Sometimes we hear that word in movies or from a programmer or systems engineer, and we’re not entirely sure how it comes about or how it’s defined. The truth is that all of us, without exception, are capable of designing and executing algorithms.
Let us remember that algorithms do not refer only to programming, for a whole day, we carry out algorithms without realizing it or without knowing that they have that name, by definition, we know algorithms as an ordered sequence of steps that solve a problem, That is why common situations, such as going to work, exercising or watching a movie, are all actions that are carried out following algorithms.
To show visually, suppose we want to go to the supermarket. To do this, we must follow the steps indicated below.
Step 1. Select Supermarket
Step 2. Select means of transport
Step 3. Go to the supermarket
Step 4. Make purchases
As we can see, with a series of steps we achieve a situation, these steps are not carved in stone, we can modify or add new steps, it all depends on the approach we are giving it.
Just like this example, there are many in our day to day, however, in programming, it is important to always keep in mind that these steps are designed to solve a specific problem. Perhaps we do not consider going to a supermarket a problem, but if we approach it from a technological point of view, we could say that we want to go to the supermarket, in a time of 1 hour, already with this change of approach, our algorithm changes and adapts to what is required.
With current technologies, we can calculate the distance between point A (My current location) and point B (Supermarket), to calculate the approximate time it may take to come and go and, based on that value, know if we are going to be able to comply with the request to make purchases in an hour.
That is why we have listed 10 important points to consider about algorithms.
1.- Flexibility at all times.
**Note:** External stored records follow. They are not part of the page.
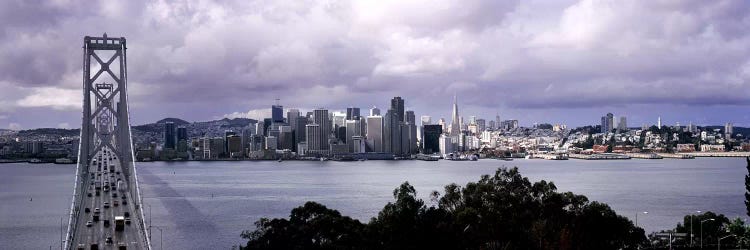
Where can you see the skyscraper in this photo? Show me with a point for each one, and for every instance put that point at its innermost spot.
(391, 132)
(277, 114)
(623, 124)
(426, 120)
(397, 105)
(431, 139)
(169, 136)
(352, 113)
(374, 111)
(455, 123)
(353, 129)
(410, 117)
(320, 117)
(375, 133)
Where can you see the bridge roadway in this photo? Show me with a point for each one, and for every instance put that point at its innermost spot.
(102, 178)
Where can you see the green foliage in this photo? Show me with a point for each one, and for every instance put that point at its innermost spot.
(501, 211)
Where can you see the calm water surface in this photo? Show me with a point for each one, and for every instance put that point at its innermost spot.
(206, 205)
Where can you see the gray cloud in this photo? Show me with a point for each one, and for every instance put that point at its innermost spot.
(204, 59)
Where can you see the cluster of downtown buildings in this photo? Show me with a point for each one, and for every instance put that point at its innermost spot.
(392, 134)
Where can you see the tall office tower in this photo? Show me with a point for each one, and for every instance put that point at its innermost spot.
(234, 146)
(623, 124)
(260, 128)
(728, 130)
(397, 105)
(431, 138)
(277, 114)
(391, 132)
(291, 118)
(482, 125)
(313, 138)
(286, 138)
(182, 139)
(375, 133)
(658, 122)
(455, 123)
(374, 111)
(247, 136)
(410, 117)
(426, 120)
(405, 142)
(299, 130)
(352, 113)
(169, 135)
(320, 117)
(413, 143)
(353, 128)
(227, 133)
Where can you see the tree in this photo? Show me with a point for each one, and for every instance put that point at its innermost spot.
(500, 211)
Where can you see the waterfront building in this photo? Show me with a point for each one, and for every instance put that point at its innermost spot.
(397, 105)
(374, 140)
(728, 130)
(352, 113)
(169, 136)
(320, 117)
(234, 143)
(277, 113)
(455, 123)
(353, 128)
(426, 120)
(271, 142)
(446, 145)
(391, 132)
(431, 141)
(623, 124)
(374, 111)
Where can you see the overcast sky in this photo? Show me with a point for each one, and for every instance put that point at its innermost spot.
(537, 61)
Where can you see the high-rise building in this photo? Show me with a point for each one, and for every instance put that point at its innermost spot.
(182, 139)
(481, 125)
(426, 120)
(169, 136)
(409, 117)
(728, 130)
(374, 111)
(353, 128)
(299, 129)
(623, 124)
(455, 123)
(658, 122)
(447, 146)
(607, 123)
(397, 105)
(320, 117)
(431, 138)
(227, 134)
(391, 132)
(375, 133)
(277, 114)
(352, 113)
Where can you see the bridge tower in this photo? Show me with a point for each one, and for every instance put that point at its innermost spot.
(105, 127)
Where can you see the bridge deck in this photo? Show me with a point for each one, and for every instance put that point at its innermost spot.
(102, 176)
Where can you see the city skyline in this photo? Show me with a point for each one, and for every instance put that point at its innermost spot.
(682, 61)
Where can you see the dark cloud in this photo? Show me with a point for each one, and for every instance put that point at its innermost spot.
(203, 59)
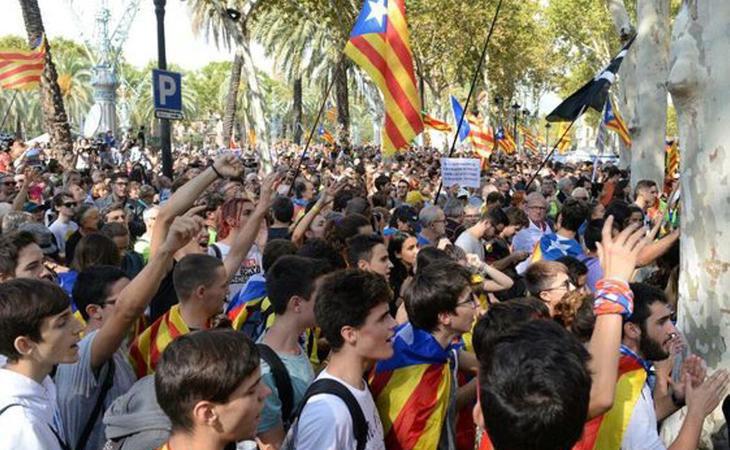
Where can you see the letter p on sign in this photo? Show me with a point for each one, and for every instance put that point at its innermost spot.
(167, 90)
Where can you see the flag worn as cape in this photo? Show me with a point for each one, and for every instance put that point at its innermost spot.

The algorithms are capable of adapting to each situation, despite already having a defined step-by-step, that does not mean that new steps cannot be eliminated or added, all to be able to solve a problem or optimize the solution.
2.- Think of simple solutions. Sometimes we can be faced with a fairly complex problem, which is why it is recommended to divide the problem into small problems with their solution. This allows faults or improvements to be detected early in development.
3.- Fewer steps, More efficiency. In cases where it is possible, it is advisable to have only a few steps to solve a problem, this translates into less code, which offers a more efficient development.
4.- Determine several solutions. When we are faced with a problem, all possible solutions must always be seen, it is very similar to when we want to go to a specific point and we are given transportation solutions such as going by plane, car, or rail. All these are valid solutions, they meet our requirement, however, there are differences between them, such as, for example, the time it takes to move. The most optimal option should always be selected.
5.- Test before executing. Either with the pseudocode or through a flowchart, the steps that are being followed must be tested and guarantee that the problem is being solved. Similarly, if we are dealing with an already designed algorithm, as we discussed in the previous point, see several possible solutions and determine which is the most optimal solution.
6.- Analyze the order well. At this point, you must be analytical, be able to see the order in which the steps are being done most efficiently. We can find that sometimes the repetitive structures are loading the process of a useless time to give data that can be obtained more directly. It is similar to our walk, first we move the right leg and then the left leg, if we jump on one leg, we reach our destination, but tired and with a great loss of time.
7.- Identify correctly. Data is the main basis for an algorithm to work, which is why identifying what information is required is crucial, sometimes we can request a series of data that we can suddenly obtain through a repetitive structure.